Democrats can’t believe their luck. Unlike Russia, this time Trump actually did something wrong. The president’s phone call with Ukrainian President Volodymyr Zelensky was not “perfect,” as Trump repeatedly claims. A USA Today-Suffolk University poll finds that only 30% of Americans believe there was nothing wrong with the call. But the same poll finds that just 38% think it was an impeachable offense, while 21% say it was wrong but not impeachable.

That means most Americans agree with Democrats that Trump did something wrong, but only a minority believe his misconduct rises to the level of high crimes and misdemeanors. Worse still for Democrats, according to an Associated Press-NORC Center for Public Affairs Research poll, 53% of Americans believe that their impeachment inquiry is politically motivated. And in six key swing states likely to decide the 2020 election, voters oppose removing Trump from office by a margin of 53% to 43%, according to a New York Times-Siena College survey.

So, unless some bombshell evidence emerges to turn public opinion decisively in favor of impeachment, Trump will not be removed from office. Impeachment would be a purely symbolic act.

So why not drop impeachment and censure him instead?

There is precedent for doing so. In 1834, the Senate voted to censure President Andrew Jackson (whose portrait Trump has proudly hung in the Oval Office) over his stonewalling of a congressional investigation into Jackson’s decision to shut down the Second Bank of the United States.

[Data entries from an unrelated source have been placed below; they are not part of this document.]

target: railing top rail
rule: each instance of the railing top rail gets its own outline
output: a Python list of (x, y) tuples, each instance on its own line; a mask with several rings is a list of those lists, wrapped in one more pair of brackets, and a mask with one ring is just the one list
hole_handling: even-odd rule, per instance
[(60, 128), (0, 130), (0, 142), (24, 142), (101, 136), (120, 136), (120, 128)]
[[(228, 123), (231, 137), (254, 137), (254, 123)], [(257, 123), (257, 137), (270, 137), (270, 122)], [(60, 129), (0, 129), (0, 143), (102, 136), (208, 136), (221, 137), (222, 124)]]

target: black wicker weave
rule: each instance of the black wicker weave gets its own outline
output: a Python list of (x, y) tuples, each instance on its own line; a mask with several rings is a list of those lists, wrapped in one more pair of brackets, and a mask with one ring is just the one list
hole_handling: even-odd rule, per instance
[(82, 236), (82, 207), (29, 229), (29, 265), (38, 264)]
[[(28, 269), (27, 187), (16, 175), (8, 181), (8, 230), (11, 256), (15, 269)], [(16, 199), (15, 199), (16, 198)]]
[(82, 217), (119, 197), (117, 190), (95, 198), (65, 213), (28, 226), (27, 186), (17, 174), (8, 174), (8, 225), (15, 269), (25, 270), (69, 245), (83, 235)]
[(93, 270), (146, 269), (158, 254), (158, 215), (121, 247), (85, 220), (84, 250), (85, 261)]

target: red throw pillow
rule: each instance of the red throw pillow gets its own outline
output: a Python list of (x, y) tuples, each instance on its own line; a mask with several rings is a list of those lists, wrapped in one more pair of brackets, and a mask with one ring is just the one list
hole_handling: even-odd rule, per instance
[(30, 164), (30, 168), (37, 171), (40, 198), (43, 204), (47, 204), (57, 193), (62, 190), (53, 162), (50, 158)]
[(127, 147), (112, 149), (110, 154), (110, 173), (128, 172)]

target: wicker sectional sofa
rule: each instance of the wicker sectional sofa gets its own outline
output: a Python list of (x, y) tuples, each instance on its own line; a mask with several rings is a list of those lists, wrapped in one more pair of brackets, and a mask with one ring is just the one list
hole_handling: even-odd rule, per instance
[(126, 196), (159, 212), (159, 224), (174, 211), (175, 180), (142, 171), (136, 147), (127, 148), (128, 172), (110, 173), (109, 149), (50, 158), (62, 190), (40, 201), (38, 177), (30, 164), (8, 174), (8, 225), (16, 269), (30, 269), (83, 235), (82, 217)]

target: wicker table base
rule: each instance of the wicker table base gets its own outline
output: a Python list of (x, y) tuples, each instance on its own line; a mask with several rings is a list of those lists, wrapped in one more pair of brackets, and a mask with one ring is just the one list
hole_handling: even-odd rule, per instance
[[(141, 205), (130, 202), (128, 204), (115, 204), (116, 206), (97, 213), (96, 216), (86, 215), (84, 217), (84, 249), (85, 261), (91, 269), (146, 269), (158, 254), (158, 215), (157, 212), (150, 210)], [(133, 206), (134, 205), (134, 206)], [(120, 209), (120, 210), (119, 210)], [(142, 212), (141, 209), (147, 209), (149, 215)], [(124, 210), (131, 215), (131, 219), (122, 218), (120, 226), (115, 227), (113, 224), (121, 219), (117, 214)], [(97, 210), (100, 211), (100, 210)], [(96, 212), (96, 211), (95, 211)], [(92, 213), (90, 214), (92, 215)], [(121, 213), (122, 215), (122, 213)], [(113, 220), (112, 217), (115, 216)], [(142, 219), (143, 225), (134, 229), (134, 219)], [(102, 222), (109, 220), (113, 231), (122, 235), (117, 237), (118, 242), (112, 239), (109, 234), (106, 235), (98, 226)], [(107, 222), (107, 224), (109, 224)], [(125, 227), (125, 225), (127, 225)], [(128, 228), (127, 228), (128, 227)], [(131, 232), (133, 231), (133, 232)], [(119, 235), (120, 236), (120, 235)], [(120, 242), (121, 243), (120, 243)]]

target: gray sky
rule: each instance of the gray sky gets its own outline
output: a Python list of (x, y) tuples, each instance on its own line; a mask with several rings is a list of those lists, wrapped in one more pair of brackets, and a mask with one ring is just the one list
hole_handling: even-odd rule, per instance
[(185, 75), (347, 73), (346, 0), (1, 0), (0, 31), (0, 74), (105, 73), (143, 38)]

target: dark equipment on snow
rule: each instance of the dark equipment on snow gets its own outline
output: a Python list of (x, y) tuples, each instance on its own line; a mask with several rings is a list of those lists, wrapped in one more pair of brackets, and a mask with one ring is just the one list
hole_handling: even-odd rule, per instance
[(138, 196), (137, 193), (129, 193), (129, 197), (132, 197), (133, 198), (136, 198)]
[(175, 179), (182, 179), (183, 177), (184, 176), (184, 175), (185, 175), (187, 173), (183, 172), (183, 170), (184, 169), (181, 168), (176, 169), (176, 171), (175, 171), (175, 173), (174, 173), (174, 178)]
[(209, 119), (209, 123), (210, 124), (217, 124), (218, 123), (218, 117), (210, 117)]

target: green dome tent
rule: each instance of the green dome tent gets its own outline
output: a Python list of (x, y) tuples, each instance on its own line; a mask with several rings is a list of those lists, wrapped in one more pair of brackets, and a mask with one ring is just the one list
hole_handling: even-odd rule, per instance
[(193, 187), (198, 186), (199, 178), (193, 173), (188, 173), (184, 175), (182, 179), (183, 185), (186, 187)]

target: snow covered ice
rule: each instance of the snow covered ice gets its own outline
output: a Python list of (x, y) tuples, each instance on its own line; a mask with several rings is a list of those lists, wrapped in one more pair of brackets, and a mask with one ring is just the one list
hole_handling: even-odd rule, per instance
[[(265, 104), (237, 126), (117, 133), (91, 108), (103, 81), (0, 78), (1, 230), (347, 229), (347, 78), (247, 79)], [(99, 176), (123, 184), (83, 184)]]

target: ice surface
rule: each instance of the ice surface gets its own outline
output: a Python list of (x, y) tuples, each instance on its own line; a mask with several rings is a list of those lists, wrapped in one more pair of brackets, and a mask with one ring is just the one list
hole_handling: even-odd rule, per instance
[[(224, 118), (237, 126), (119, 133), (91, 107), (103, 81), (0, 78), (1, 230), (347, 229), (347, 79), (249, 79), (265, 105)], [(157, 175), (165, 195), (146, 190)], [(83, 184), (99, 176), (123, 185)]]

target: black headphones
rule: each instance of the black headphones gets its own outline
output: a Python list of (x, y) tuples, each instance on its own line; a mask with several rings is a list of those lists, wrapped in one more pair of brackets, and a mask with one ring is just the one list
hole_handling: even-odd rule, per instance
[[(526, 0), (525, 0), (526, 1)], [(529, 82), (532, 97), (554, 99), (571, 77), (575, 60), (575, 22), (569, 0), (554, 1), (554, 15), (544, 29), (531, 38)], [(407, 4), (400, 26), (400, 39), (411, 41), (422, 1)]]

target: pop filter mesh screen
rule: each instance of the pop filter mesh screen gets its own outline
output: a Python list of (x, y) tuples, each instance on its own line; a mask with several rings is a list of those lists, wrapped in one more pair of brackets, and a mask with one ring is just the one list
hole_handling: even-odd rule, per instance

If Congress voted to censure Trump, it would make him only the second president in history to have been so explicitly reprimanded.

The House could easily pass such a censure resolution and might even do so with a bipartisan majority. Right now, House Republicans feel no pressure to vote for impeachment, and Senate Republicans feel no pressure to convict, because most Americans agree with them that Trump’s conduct is not impeachable. They know that, if anything, impeachment poses a greater political danger to Democrats, putting at risk 31 House seats held by freshman Democrats in districts Trump carried in 2016.

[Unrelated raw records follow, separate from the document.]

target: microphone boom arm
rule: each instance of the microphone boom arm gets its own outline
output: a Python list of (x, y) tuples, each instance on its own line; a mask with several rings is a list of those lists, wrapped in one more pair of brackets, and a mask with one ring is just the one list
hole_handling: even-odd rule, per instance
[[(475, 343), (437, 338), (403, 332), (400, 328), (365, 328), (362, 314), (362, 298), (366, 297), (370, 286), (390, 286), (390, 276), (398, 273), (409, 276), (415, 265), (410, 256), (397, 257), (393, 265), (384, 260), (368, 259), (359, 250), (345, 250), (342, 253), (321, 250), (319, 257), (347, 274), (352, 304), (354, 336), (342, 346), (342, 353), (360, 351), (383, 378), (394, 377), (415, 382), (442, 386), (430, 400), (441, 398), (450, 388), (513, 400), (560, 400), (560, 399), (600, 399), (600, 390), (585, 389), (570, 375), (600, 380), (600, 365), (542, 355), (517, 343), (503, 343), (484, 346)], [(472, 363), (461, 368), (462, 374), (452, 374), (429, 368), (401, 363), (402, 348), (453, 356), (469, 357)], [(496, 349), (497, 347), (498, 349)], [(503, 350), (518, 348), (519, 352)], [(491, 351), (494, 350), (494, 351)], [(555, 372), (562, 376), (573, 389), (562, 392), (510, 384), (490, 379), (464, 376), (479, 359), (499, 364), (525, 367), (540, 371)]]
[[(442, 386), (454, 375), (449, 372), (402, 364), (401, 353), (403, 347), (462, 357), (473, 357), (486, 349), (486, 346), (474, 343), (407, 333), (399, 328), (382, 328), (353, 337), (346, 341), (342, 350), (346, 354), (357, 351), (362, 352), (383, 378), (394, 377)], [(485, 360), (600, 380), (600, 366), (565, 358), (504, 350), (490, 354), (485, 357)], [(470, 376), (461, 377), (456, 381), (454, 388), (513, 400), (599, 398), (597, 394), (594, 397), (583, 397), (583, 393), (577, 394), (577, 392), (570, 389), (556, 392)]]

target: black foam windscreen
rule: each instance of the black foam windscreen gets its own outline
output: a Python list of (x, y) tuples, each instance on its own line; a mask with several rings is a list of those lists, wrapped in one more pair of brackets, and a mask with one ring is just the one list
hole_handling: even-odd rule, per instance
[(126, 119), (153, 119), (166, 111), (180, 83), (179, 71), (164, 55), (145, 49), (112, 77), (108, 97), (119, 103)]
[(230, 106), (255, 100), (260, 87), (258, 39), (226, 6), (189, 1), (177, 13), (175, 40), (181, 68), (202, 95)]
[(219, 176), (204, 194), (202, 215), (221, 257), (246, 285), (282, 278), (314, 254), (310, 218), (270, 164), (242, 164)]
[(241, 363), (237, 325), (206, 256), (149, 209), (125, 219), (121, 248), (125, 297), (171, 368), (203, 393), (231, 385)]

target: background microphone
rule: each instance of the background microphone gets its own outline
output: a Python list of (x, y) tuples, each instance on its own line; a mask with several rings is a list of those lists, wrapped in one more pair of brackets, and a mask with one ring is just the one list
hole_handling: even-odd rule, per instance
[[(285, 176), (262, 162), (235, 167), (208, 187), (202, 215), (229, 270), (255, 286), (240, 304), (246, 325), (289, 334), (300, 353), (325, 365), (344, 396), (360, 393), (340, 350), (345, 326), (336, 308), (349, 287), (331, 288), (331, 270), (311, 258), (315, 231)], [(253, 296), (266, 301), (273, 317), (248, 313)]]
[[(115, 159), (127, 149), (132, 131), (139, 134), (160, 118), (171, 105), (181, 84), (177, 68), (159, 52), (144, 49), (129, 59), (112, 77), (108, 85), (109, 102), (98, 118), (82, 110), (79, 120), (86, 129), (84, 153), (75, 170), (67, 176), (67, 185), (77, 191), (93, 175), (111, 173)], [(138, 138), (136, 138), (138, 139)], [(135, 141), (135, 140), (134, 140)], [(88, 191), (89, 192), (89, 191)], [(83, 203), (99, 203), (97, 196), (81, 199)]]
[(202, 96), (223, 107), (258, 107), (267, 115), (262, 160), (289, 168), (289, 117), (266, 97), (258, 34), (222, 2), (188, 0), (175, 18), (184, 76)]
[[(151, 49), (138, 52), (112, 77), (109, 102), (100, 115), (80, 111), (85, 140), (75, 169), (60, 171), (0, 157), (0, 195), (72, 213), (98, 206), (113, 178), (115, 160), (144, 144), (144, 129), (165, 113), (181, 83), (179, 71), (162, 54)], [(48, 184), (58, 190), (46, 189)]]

But by censuring instead of impeaching the president, Democrats could easily turn the political calculus against the GOP. The Post reports that a growing number of Republicans are ready to acknowledge that the president did use military aid as leverage to force Ukraine to investigate the Biden family but that “the president’s action was not illegal and does not rise to the level of an impeachable offense.” To oppose a censure resolution, Republicans would have to argue not just that the president’s misconduct does not rise to the level of an impeachable offense, but that there was no misconduct at all. Clearly there was, and Americans know it. Censure would put public opinion squarely on the Democrats’ side and put Republicans in a political bind.

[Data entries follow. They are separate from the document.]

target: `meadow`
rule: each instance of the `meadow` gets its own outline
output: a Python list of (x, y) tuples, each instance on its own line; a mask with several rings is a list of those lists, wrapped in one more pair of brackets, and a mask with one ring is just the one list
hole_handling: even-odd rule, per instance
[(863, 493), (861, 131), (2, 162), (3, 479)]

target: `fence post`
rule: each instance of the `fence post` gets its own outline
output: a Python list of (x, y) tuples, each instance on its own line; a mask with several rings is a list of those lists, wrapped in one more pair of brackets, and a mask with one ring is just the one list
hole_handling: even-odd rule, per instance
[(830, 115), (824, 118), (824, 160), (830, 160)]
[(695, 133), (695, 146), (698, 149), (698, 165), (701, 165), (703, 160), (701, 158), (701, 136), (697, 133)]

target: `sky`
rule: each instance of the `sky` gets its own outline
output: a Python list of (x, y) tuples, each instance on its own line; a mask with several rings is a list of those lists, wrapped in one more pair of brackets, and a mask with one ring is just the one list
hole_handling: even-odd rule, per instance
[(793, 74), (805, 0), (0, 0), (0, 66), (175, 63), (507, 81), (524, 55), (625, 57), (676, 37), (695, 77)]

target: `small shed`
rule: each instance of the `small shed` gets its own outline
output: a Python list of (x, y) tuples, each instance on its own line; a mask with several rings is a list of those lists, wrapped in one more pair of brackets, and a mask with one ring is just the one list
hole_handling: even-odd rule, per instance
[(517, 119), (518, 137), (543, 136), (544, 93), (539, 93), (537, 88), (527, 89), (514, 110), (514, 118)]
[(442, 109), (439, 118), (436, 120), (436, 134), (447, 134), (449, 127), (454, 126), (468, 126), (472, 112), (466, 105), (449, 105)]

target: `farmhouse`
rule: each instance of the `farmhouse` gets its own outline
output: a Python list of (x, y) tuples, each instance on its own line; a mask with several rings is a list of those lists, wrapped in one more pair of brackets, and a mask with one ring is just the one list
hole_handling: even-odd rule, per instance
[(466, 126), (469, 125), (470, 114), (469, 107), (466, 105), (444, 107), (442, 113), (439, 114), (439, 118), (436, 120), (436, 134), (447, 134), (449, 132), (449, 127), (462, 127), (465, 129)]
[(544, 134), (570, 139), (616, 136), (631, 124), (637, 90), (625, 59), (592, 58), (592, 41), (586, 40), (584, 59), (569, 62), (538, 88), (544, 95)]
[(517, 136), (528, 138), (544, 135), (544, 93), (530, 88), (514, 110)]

A bipartisan censure vote would ultimately be more damaging to Trump than impeachment along party lines. The impeachment inquiry is energizing Trump voters, who believe Democrats are trying to invalidate their votes by removing Trump from office. Censure would take away that argument. It would be dispiriting to Trump’s base, especially if some Republicans joined Democrats in voting to rebuke the president. Trump would be furious at a bipartisan vote of censure.

The Senate would not be required to take up a censure resolution passed by the House, but so what? Jackson’s censure was passed by only one house of Congress. If the House censured the president, and the Senate failed to even vote on the resolution, it would look very bad for Republicans.

Will Democrats do it? Probably not. Their ravenous base wants to brook no compromise. But because impeachment will be nothing more than an act of censure anyway, why not actually censure Trump and pressure some Republicans to vote against their president? Then leave the decision of whether to remove Trump from office where it belongs — in the hands of the American people next November.